After being disappointed by her recent runs at the Hugo, I was pleasantly surprised that I liked “Act One,” by Nancy Kress. The story asks interesting questions, raises intriguing ideas, and involves you in a world where real people might live. The characters are all grumpy in one way or another but they care about each other.  The story is about an effort to make everyone care more about each other.
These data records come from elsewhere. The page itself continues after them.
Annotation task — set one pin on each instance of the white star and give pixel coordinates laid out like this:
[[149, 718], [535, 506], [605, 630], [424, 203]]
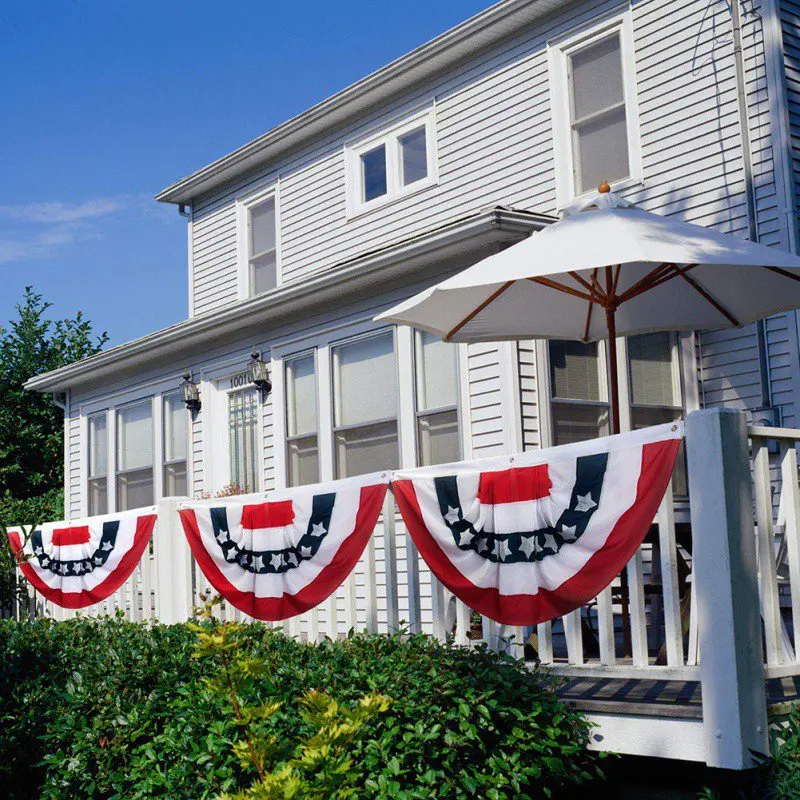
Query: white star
[[528, 545], [570, 534], [465, 537], [453, 515]]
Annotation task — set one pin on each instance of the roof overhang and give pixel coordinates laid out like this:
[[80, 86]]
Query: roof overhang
[[501, 20], [396, 264]]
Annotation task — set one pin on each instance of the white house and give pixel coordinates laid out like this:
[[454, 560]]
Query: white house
[[467, 144]]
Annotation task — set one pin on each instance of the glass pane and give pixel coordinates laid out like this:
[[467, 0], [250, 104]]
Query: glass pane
[[262, 227], [644, 418], [596, 77], [303, 461], [174, 428], [243, 438], [373, 168], [98, 445], [575, 370], [135, 436], [263, 273], [413, 147], [602, 150], [135, 489], [651, 369], [175, 480], [436, 372], [366, 380], [577, 423], [438, 438], [371, 448], [98, 496], [301, 396]]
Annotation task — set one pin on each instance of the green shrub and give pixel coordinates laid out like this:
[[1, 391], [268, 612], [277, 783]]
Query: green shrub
[[110, 709]]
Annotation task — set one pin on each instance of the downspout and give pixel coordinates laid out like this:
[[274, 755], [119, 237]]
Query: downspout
[[750, 193]]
Barry Tenler is the manager for an aging Norma Jeane, I mean Jayne Meadows, I mean, those are the actors that our heroine Jane Snow reminds me of. Barry and Jane contact the Group, an organization that is trying to encourage genetic modification for avowedly positive purposes. They have modified several children to have Aren’s Syndrome, only they call it an Advantage, as it gives them unusually keen emotional perception. Later, when we meet two twins with Aren’s, we see that it doesn’t necessory make them nice people.
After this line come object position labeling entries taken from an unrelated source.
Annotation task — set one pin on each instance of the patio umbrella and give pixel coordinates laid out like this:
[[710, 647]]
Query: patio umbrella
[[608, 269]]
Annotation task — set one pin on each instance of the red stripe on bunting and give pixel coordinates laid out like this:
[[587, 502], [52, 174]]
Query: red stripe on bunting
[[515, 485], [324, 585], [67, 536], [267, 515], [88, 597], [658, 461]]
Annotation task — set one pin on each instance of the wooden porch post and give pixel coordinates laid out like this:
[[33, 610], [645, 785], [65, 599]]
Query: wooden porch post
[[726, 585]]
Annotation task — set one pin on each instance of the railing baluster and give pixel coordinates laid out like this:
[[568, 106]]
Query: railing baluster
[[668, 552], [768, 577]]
Barry has had his own run-in with genetic modification. He and his wife, Leila, were born with achondroplasia, the most common variant of dwarfism. We learn quite a bit about how it affects Barry, especially how painful it is. Their efforts to ensure that their son, Ethan, would be born the way they wanted ended up driving his family apart.

Jane was just doing research for a movie about the Group, but she and Barry are caught up in the Group’s effort to spread a new modification, one that increases your receptivity to oxytorin (“a close relative to oxytocin” ), which leads to nurturing behavior. When word gets out about this, L.A. breaks out in mindless rioting and havoc. I really didn’t like this appearance of  your basic SF/X-men kill-the-muties meme. Tea Party style protests would be just as outraged and a lot more believable. (Not that anything the Tea Party does is believable.)

There’s a fair amount of speculations about how these various modifications would change human society, but based on what we see it doing to people, I’d say not much.  Aren’s doesn’t make anyone nicer. Barry’s son didn’t turn out such a nice guy. Oxytorin just makes people afraid of being nice. Three strikes, and you’re out, Genes.